Za dalszą dynamikę wzrostu cen może być odpowiedzialny zatwierdzony dziś przez Urząd Regulacji Energetyki plan podwyżek taryf dla gospodarstw domowych na energię elektryczną oraz gaz. Według wyliczeń URE za prąd w 2022 r. zapłacimy przeciętnie o około 24 proc. więcej niż w 2021 r., a za gaz ponad 50 proc. więcej. Tym samym wzrost kosztów np. utrzymania domu może wzrosnąć o około 200 zł miesięcznie netto. Ponieważ w skład koszyka inflacyjnego wyliczanego przez GUS w ok. 20 proc. liczy się użytkowanie mieszkania i nośniki energii, to przełożenie na odczyt inflacji może być ogromne.

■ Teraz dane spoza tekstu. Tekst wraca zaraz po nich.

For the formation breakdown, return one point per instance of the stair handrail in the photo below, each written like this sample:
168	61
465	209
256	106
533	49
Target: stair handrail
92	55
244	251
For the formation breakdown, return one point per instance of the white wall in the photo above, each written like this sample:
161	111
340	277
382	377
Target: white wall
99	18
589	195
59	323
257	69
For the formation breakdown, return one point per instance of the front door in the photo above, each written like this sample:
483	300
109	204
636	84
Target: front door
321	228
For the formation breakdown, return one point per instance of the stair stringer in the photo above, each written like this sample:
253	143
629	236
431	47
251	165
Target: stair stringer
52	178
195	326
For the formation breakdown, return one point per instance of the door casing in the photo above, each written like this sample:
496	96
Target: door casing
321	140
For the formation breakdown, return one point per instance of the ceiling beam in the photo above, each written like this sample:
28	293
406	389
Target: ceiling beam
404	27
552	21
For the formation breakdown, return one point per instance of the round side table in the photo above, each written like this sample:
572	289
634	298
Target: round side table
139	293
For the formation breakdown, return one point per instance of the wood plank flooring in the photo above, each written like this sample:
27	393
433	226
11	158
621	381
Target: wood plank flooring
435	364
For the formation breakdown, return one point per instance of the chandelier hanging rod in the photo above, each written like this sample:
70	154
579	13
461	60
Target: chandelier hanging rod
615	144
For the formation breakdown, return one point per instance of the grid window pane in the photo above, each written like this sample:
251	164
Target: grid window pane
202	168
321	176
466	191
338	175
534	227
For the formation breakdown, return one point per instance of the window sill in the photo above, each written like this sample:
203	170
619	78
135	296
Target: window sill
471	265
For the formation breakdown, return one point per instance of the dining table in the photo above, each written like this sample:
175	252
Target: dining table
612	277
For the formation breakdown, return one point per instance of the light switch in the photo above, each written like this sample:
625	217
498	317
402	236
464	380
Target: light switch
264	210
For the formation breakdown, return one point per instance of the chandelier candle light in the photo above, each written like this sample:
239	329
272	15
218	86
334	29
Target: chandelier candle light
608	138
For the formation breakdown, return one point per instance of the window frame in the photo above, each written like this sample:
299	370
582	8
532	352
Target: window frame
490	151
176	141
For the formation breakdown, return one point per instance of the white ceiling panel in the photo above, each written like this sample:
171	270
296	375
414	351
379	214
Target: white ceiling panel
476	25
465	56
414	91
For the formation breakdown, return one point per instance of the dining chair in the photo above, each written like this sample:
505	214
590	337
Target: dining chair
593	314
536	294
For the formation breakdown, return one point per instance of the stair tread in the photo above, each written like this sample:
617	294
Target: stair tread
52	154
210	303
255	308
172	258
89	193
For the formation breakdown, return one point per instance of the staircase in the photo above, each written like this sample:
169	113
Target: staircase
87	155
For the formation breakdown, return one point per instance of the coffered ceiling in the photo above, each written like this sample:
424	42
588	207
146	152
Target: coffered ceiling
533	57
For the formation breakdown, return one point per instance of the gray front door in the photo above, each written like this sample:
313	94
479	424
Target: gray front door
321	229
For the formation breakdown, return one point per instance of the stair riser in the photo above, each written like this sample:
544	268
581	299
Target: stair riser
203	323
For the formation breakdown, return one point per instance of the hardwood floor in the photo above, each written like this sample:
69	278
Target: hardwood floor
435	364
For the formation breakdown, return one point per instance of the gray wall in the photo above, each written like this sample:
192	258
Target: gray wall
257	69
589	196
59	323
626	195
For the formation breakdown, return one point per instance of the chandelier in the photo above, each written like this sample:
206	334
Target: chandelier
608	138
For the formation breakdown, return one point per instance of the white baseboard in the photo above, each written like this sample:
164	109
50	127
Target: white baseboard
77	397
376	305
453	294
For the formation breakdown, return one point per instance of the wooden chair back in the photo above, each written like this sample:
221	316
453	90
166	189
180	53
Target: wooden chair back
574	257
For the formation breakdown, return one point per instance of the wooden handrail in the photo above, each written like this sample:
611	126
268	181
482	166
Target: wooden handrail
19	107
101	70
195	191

Mimo że w Polsce planowane jest wprowadzenie tarczy antyinflacyjnej i obniżka podatku VAT, to jednak podatek ma wrócić w kwietniu 2022 r. Wtedy też, po spokojniejszym pierwszym kwartale przyszłego roku, inflacja może wzrosnąć w Polsce aż w okolice 10 proc.! To z kolei może spotkać się z działaniami Narodowego Banku Polskiego, który może nie tolerować rekordowo ujemnych realnych stóp procentowych.
Przy stopie procentowej na obecnym poziomie i inflacji bliskiej 10 proc. realna stopa procentowa wynosiłaby ok. minus 8 proc. Stąd też wydaje się, że do wiosny 2022 r. RPP zdecyduje się na podwyżki stóp procentowych, aby do kwietnia 2022 r. stopa referencyjna znalazła się na poziomie 3-3,5 proc., zmniejszając ujemną realną stopę procentową.
Jak może zachować się złoty?
Aby sytuacja nie wymknęła się spod kontroli i nie zaczęła przypominać tego, co dzieje się w Turcji, NBP może przestać informować o możliwych interwencjach walutowych i zacząć balansować ryzyka dla wzrostu gospodarczego ze względu na wzrost kosztów życia przy jednocześnie możliwych mniejszej konsumpcji gospodarstw domowych. Finalnie, jeśli nie pojawią się żadne negatywne zaskoczenia, to złoty może nawet się umocnić ze względu na potencjalnie rosnący dysparytet w stopach procentowych. Przy takim obrocie spraw możliwe, że uda się parze EUR/PLN utrzymać okolice 4,70, jako potencjalne miejsce oporu. Zaś rejon 4,57 może być potencjalnym wsparciem dla notowań.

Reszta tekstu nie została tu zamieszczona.